Ein Versionierungssystem erleichtert die Abbildung einer Webanwendung in verschiedenen Entwicklungsstadien. Mit einem Versionierungssystem wie beispielsweise Git oder SVN werden, sehr vereinfacht ausgedrückt, Kopien von Dateien erstellt, welche einer Zeitleiste zugeordnet werden. So ist es möglich, jederzeit zu einer bestimmten Version zurückzuschalten. Wurde eine Webseite oder ein Webshop gehackt, so kann mit diesem System zum letzten sauberen Stand zurückgegangen werden. Ein Versionierungssystem kann auch alternativ zum Backup eingesetzt werden.

Externe Datenbank-Freigabe mit beschränktem Zugriff

Externe Zugänge zu einer MySQL-Datenbank können auf einen IP Adressbereich beschränkt werden. So kann zur Administration von MySQL-Datenbanken nur von dieser IP aus zugegriffen werden. Auch kann ein Nutzer angelegt werden, der nur eingeschränkten Zugriff auf bestimmte Funktionalitäten in der Administration hat. Potenzielle Angreifer haben durch diese Beschränkung auch mit vorhandenen korrekten Zugangsdaten keine Möglichkeit, auf die Datenbank zuzugreifen.

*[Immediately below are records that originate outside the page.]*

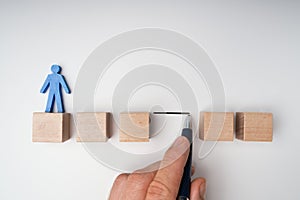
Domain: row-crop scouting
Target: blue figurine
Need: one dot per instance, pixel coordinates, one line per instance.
(55, 81)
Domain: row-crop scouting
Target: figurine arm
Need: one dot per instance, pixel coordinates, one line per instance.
(45, 85)
(64, 84)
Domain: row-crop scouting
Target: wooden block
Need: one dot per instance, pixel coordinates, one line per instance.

SSH-Key statt Login mit Passwort

Beim Einloggen auf den Webspace oder Webserver wird oft ein FTP-Programm mit Zugangsdaten und Passwort genutzt, um Dateien zu übertragen. Alternativ dazu besteht durch Absicherung der Zugänge mit SSH-Keys zusätzlich die Möglichkeit, den Zugriff auf Daten noch besser zu kontrollieren. Der Zugang erfolgt dann über ein Schlüsselpaar, von welchem sich ein Schlüssel (»Public Key«) auf dem Server befindet. Dazu passend wird ein Nutzer-Schlüssel (»Private Key«) erstellt. Es ist empfehlenswert, diesen durch ein »Passphrase« genanntes Passwort zusätzlich zu schützen.

SSL-Zertifikate / Verschlüsselung

Mit einem SSH-Zugang sichern Seitenbetreiber ihre eigene Verbindung zum Webangebot und Webserver ab. Für die Besucher der Webseite können Seitenbetreiber unabhängig davon eine verschlüsselte Datenübertragung mittels SSL-Zertifikat einrichten. Dabei sind die zu übertragenden Inhalte nur auf dem sendenden Rechner und dem Empfänger-Rechner lesbar. »Weder der Webhosting-Anbieter noch der Internet Service Provider oder Andere können die übertragenen Daten während der Übertragung entschlüsseln. So ist gewährleistet, dass sensible Daten nicht durch Unbefugte abgefangen und missbraucht werden können. Für Kunden von Onlineshops bedeutet dieses Verfahren einen zusätzlichen Schutz ihrer Adress- und Kontodaten«, ergänzt Fabian Kösters.

Virenscan

Auch für Webhosting-Accounts und Webserver können Virenscans durchgeführt werden. Virenscans finden Backdoors, Spamscripte, Trojaner und anderen Schadcode, die durch eine Sicherheitslücke auf dem Webaccount installiert werden konnten. »Sollte eine Virus oder ähnliches gefunden werden, können Betroffene – auch in Zusammenarbeit mit ihrem Hosting-Provider – geeignete Maßnahmen ergreifen. Die betroffenen Bereiche können dann entweder bereinigt werden, oder es wird ein virenfreies Backup wiederhergestellt beziehungsweise eine mit einem Versionierungssystem erstellte frühere Version der Webanwendung«, so Fabian Kösters.